İntiharı aklına bile getiremeyecek kadar hayatı sever ve Yaratan’a yürekten inanırken, kendini diri diri mezara gömebilmek; bedenin emanet verildiğini bile bile, emaneti namus sayıp korurken, kendi emanetine ayaklar altında ezilmeyi reva görebilmek… Kilometrelerce uzaktaki ülkelerde yaşanan savaşlara isyan ederken, kendiyle olan savaşını yıllardır sürdürebilmek. Sokakta ölen bir köpeğe bile yas tutarken, ruhuna kurşunu kendi elleriyle sıkabilmek…
Ölesiye hayata karşı mücadele gücüne sahipken, en olmadık sebepten günlerce kılını kıpırdatamaz bir halde durabilmek. Her şeyin en uç noktasında dolaşıp, aynı anda hem zalim hem mazlum olabilir mi insan? Değerlerine ve ailesine kutsal bir kitap gibi sarılıp, ansızın hepsini gözünü kırpmadan silebilmek….

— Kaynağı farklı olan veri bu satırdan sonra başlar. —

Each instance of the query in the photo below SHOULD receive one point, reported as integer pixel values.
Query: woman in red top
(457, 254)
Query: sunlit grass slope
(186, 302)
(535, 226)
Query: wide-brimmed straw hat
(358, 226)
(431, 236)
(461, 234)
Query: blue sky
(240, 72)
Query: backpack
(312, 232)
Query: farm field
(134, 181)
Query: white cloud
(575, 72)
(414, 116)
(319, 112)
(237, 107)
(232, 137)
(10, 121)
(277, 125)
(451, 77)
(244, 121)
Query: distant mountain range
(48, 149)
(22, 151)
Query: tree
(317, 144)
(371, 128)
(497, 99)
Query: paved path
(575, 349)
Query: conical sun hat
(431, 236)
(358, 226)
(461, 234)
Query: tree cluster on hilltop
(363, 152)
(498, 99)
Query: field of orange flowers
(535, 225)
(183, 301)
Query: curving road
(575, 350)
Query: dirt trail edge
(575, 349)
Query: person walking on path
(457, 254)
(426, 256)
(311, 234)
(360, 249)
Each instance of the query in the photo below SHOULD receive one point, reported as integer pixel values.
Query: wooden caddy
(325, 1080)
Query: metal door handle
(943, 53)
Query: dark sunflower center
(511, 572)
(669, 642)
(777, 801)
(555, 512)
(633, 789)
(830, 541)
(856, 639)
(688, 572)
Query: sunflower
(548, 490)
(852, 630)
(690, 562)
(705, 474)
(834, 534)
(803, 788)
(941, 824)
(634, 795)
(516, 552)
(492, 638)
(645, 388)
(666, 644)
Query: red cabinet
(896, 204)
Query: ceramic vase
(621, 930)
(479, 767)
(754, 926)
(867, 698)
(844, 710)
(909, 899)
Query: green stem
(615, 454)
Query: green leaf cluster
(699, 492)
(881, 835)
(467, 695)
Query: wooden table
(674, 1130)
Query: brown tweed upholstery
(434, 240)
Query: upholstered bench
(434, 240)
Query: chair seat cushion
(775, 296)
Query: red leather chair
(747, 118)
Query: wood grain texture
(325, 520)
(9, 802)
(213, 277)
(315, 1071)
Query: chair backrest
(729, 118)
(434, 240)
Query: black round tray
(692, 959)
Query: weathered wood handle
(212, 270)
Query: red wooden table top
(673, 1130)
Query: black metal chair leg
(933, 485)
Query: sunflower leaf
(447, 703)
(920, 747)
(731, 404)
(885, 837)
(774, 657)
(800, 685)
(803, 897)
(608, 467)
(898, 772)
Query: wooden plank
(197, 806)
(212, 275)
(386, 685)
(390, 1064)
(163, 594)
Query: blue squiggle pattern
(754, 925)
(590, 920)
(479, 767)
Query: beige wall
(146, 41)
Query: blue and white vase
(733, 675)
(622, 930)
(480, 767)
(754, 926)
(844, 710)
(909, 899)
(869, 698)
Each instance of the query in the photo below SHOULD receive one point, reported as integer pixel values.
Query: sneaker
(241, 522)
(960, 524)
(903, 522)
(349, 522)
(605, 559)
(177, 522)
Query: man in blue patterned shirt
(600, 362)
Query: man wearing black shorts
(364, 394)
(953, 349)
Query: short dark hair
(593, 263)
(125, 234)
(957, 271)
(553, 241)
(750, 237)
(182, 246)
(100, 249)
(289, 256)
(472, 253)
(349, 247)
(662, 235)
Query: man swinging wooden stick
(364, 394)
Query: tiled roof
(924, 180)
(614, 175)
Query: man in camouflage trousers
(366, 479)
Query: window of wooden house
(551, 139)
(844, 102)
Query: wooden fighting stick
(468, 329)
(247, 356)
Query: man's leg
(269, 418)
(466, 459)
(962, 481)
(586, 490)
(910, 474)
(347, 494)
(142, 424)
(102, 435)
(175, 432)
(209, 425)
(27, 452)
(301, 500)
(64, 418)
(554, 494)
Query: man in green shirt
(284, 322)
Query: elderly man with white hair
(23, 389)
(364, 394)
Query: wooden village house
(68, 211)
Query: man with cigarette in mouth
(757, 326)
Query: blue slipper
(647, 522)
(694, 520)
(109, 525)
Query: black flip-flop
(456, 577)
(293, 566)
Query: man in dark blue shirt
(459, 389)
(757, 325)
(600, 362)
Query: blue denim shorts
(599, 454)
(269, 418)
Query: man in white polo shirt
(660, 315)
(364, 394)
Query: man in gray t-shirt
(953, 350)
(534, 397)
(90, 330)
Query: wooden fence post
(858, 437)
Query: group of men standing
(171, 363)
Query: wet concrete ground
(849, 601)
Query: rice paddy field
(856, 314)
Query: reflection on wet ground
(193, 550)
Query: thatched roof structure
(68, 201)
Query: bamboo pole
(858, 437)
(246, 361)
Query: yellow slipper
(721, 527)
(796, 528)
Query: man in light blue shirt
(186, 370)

Çözemiyorum…. Herkesi bir şekilde çözüp, anlayabiliyor, hak veriyorken; kendime gelince neden bu kadar kör oluveriyor gözlerim? Beklediğim ne bu dünya denen sürgün yerinden? Küçük ayrıntılar beni mutlu ediyor biliyorum, fazlasını istemiyorum ama bazen bunlarla yetinemiyorum. Nasıl bu kadar susuzken, bir damla bile içemiyorum. Kalabalık ortasında göklere çıkarılırken, yalnız kaldığım anlarda kendimi yerden yere savuruyorum.
İnsanların iyi yönlerine bakmayı becerebilirken, kendimi nasıl şeytana oyuncak ediyorum.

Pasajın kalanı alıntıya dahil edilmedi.